Como é sua relação com a tecnologia? Você escreve seus primeiros rascunhos à mão ou no computador?
Geralmente sempre fui de escrever direto no computador, mas quando comecei a escrever diários e iniciei os contos do meu segundo livro, Terapia do abuso, ainda inédito, passei a ter caderninhos e a anotar passagens e eventos que julgava interessantes e que me vinham na rua. Foi algo que me ajudou bastante.
De onde vêm suas ideias? Há um conjunto de hábitos que você cultiva para se manter criativo?
Minhas ideias vêm da minha vida e do que observo da minha família e na rua. Fazer e estudar psicanálise e literatura me ajudou muito no meu texto. Tento ler sempre, ainda que sempre os mesmos autores, e com isso aprimorar meu texto. Ver filmes, assistir peças, estudar. Até ter óculos melhores para poder ver mais o que se passa na rua. Tudo ajuda. Mas principalmente saber observar o que se passa com a sua vida e associar os eventos: prática fundamental para construir uma história.

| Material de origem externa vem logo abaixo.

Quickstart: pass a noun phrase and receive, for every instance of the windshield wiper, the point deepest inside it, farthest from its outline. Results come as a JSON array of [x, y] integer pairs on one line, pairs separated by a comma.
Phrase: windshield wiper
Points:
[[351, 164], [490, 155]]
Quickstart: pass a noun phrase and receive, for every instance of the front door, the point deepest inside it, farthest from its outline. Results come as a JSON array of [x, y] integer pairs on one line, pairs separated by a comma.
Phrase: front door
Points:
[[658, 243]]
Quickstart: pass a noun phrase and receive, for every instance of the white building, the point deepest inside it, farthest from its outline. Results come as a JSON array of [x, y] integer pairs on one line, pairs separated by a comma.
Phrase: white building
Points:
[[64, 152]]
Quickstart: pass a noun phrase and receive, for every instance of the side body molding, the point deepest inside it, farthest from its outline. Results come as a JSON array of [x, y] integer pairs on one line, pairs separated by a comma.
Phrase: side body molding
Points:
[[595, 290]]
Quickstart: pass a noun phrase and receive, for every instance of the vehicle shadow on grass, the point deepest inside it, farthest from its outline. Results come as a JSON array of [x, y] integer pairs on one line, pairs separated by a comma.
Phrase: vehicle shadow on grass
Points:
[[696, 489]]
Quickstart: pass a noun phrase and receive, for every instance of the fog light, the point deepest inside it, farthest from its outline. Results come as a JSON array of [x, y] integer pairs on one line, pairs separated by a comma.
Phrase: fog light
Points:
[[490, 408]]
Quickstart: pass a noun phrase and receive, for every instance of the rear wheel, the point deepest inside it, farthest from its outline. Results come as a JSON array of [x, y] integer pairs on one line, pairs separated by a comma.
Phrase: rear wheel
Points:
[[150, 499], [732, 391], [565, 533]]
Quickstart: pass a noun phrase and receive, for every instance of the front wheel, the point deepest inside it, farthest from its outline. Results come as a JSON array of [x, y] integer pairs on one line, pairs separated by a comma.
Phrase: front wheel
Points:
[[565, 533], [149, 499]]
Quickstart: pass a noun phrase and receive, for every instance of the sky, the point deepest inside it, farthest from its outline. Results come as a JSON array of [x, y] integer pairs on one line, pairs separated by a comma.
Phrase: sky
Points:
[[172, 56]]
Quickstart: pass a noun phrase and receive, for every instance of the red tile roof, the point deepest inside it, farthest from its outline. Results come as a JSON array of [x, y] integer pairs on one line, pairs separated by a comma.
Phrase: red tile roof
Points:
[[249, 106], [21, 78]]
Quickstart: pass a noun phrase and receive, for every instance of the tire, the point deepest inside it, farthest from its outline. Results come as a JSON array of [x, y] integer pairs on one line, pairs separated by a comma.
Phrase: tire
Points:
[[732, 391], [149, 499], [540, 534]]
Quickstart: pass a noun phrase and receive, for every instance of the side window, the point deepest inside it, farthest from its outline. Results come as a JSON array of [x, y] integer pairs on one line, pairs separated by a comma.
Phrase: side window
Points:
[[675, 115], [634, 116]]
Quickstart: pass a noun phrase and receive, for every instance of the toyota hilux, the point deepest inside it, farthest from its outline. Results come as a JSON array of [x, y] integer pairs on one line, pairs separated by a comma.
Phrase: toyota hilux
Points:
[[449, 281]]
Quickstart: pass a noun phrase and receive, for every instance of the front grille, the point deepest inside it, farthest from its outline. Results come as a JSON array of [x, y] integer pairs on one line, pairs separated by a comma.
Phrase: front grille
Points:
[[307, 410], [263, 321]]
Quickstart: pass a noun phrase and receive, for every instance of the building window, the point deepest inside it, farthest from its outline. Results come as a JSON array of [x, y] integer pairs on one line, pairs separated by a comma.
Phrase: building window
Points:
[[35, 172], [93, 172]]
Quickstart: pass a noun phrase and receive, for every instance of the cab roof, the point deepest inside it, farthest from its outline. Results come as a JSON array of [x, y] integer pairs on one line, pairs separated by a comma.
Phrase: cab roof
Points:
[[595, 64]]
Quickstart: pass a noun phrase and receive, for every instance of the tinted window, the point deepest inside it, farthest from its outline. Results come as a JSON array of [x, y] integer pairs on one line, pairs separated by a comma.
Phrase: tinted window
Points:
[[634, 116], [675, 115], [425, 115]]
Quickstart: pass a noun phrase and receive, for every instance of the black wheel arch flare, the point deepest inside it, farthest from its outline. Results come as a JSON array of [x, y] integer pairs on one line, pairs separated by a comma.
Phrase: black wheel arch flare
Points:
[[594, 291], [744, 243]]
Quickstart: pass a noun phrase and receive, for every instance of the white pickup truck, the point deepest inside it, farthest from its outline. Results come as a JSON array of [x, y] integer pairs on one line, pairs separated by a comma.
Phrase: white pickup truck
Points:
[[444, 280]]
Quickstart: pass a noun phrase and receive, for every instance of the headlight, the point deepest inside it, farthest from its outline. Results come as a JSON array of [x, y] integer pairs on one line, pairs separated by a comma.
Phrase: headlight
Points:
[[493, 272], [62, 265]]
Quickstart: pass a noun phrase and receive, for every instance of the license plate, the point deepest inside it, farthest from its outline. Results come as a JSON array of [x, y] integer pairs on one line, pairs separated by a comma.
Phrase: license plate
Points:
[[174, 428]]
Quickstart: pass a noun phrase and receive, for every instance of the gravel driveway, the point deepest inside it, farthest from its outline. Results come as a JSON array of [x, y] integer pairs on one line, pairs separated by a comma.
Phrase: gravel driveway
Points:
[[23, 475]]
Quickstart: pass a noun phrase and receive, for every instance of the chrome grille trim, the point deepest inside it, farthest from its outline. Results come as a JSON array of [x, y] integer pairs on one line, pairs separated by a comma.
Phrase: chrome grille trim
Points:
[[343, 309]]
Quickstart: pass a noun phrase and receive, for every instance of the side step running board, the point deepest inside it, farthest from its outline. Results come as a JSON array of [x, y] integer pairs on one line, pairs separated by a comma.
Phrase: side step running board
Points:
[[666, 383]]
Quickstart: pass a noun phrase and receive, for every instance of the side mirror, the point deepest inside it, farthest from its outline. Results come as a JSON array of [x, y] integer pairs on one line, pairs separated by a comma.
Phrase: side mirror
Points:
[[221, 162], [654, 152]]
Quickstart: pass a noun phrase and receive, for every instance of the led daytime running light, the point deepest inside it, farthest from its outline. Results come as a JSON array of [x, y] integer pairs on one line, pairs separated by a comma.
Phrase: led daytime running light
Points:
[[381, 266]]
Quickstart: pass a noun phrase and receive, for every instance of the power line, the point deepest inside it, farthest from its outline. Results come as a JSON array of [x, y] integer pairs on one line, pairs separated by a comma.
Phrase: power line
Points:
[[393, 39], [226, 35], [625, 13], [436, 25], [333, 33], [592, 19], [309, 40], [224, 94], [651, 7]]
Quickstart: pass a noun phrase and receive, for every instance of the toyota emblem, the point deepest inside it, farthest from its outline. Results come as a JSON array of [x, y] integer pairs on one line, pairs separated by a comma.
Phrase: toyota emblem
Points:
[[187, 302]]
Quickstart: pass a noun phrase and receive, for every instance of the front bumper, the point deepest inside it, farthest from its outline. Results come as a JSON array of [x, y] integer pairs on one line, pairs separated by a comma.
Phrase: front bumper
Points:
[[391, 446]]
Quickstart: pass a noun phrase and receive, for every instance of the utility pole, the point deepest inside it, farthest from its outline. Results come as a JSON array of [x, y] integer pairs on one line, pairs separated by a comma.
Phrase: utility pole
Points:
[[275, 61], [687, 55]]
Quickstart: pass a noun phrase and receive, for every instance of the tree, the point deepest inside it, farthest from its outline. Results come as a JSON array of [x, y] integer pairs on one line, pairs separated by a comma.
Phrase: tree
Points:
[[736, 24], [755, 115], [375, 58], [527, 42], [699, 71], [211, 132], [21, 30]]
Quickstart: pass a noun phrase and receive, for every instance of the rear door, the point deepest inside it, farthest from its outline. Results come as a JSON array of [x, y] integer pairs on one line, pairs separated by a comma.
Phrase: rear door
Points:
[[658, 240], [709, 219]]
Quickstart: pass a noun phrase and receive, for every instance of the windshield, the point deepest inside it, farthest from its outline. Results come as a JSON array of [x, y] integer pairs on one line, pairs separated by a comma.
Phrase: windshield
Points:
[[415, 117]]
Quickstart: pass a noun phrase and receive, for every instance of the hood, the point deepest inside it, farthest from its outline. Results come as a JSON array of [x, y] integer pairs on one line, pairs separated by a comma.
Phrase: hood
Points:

O que você acha que mudou no seu processo de escrita ao longo dos anos? O que você diria a si mesmo se pudesse voltar à escrita de seus primeiros textos?
Aprendi a ser mais conciso, aprendi a escrever menos e dizer mais. Escrever diários me ajudou muito. Saber que eu poderia escrever “eu” nos livros e contar as histórias da minha maneira foi fundamental para descobrir minha voz. Saber que não precisava copiar. Isso eu diria para mim quando comecei: não tente copiar o estilo dos outros. Escreva o que quiser da forma que quiser, porque você é o autor.
Que projeto você gostaria de fazer, mas ainda não começou? Que livro você gostaria de ler e ele ainda não existe?
Agora não quero escrever nada. Escrevi já dois livros, apenas um publicado, e por enquanto estou esgotado. Quem sabe ano que vem retome algo, mas por enquanto não penso nem em projetos de escrita. Mas como ainda vivo, um dia volto a escrever.